Twelve Month Results
For the twelve months ended December 31, 2011, net sales decreased to $295,121,000 compared to $302,539,000 for 2010. Net earnings were $3,764,000, compared to net earnings of $13,649,000 for 2010. Results for 2011 include a full year of operations for Cinch Connectors, which was acquired on January 29, 2010. Cinch's January 2011 revenue was $5.5 million.
Net earnings per diluted Class A common share for 2011 were $0.28, compared to $1.10 for 2010. Adjusted to exclude various amounts, detailed in the reconciliation table set forth below, non-GAAP net earnings per diluted Class A common share were $0.56 for 2011, compared to $1.80 for 2010.

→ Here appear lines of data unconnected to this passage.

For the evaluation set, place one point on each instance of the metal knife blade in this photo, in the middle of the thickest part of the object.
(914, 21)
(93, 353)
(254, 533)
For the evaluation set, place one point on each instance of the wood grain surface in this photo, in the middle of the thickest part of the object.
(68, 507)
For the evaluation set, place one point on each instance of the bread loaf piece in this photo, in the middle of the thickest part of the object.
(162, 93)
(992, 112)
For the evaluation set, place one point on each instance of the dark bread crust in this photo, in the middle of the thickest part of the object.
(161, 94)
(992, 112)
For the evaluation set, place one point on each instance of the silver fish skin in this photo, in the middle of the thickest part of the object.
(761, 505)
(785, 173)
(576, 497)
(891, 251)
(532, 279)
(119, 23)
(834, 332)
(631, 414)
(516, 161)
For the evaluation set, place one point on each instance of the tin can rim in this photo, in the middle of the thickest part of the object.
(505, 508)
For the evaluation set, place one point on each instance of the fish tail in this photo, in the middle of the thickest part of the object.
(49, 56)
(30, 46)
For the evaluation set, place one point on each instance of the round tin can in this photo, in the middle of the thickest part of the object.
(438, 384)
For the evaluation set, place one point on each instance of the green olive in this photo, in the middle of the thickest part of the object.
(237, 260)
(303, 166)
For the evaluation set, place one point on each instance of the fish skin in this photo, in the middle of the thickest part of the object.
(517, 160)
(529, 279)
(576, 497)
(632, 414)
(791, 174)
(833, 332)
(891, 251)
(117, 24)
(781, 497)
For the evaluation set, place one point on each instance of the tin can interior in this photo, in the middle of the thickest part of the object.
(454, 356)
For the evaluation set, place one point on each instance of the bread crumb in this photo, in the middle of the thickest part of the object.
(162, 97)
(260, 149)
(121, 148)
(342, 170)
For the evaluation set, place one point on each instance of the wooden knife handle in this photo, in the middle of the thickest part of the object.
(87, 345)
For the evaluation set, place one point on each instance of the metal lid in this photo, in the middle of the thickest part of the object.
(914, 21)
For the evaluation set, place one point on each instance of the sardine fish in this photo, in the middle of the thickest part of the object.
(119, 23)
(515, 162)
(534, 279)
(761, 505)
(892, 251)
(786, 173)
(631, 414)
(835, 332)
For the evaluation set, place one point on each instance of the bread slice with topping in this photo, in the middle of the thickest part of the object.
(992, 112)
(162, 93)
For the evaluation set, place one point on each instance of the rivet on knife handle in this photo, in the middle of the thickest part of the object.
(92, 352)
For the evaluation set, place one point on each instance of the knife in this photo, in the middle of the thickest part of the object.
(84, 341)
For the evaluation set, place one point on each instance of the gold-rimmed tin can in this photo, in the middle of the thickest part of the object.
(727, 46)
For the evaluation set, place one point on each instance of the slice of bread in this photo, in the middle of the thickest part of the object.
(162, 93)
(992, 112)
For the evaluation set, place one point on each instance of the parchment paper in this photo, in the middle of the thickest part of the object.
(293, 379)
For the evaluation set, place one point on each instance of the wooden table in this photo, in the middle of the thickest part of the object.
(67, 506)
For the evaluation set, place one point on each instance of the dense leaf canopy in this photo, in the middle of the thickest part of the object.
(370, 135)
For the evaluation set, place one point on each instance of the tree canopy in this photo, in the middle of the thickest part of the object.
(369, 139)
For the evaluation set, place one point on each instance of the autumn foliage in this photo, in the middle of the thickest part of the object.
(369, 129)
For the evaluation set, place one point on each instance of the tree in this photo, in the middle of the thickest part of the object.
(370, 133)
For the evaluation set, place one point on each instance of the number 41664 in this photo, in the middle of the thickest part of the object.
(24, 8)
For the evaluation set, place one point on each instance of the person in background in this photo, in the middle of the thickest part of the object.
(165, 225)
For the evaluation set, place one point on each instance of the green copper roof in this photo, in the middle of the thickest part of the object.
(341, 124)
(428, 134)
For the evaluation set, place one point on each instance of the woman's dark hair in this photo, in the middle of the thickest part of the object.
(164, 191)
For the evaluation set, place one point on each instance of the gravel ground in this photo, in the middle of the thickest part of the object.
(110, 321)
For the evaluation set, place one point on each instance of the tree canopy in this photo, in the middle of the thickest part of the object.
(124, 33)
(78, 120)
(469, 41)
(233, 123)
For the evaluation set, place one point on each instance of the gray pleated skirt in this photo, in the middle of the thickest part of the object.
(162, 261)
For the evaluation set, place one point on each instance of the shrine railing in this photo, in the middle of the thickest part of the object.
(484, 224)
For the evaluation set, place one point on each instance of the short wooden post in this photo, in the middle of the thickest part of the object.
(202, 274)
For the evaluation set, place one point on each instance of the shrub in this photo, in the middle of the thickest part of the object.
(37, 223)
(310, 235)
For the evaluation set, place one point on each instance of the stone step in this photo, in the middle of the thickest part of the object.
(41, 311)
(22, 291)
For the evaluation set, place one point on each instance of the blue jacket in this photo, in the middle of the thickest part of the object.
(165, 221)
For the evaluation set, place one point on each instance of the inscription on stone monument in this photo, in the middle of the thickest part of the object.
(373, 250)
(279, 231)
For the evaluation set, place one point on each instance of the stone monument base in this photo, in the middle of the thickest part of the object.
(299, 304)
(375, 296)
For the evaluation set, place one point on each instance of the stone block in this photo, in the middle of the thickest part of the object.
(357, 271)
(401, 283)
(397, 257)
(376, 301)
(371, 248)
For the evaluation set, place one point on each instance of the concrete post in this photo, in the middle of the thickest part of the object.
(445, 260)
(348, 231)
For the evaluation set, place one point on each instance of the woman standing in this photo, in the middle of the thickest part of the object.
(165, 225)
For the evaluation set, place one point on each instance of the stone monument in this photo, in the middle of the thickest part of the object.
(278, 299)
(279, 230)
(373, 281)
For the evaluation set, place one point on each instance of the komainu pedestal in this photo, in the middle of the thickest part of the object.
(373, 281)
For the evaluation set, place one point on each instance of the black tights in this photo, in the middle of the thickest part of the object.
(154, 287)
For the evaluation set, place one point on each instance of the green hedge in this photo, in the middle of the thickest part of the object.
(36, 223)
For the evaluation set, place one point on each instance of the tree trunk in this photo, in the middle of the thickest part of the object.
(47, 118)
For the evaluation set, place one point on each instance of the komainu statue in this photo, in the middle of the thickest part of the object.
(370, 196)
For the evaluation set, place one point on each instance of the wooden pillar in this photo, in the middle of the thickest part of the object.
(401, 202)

Net earnings per diluted Class B common share were $0.33 for 2011, compared to $1.18 for the first nine months of 2010. Adjusted to exclude various amounts detailed in the reconciliation table set forth below, non-GAAP net earnings per diluted Class B common share were $0.61 for 2011, compared to $1.92 for 2010.
SynQor Legal Case
On July 11, 2011, the Court awarded supplemental damages of $2.5 million against Bel in the previously disclosed SynQor litigation. Of this amount, $1.9 million is covered through an indemnification agreement with one of Bel's customers and the remaining $0.6 million was recorded during the second quarter as an expense by the Company. During the third quarter of 2011, Bel recorded costs and interest associated with this lawsuit of $0.2 million. Bel is in the process of appealing the verdict and judgment, and was advised that the full amount of the damage award plus costs and interest must be posted as a supersedeas bond upon filing of the notice of appeal. In October, Bel posted a total of $13.0 million in the form of a supersedeas bond to the Court in the Eastern District of Texas while the case is on appeal to the United States Court of Appeals.
Conference Call
Bel has scheduled a conference call at 11:00 a.m. EST today. To participate in the call, dial (720) 545-0088, conference ID #47678348. A simultaneous webcast is available from theEvents and Presentations link on the Investor Info tab at www.BelFuse.com. The webcast will be available for replay for a period of 20 days at this same Internet address. For a telephone replay, dial (404) 537-3406, conference ID #47678348 after 2:00 p.m. EST.
About Bel
Bel (www.belfuse.com) and its divisions are primarily engaged in the design, manufacture, and sale of products used in networking, telecommunications, high-speed data transmission, commercial aerospace, military, transportation, and consumer electronics. Products include magnetics (discrete components, power transformers and MagJack® connectors with integrated magnetics), modules (DC-DC converters, integrated analog front-end modules and custom designs), circuit protection (miniature, micro and surface mount fuses) and interconnect devices (micro, circular and filtered D-Sub connectors, passive jacks, plugs and high-speed cable assemblies). The Company operates facilities around the world.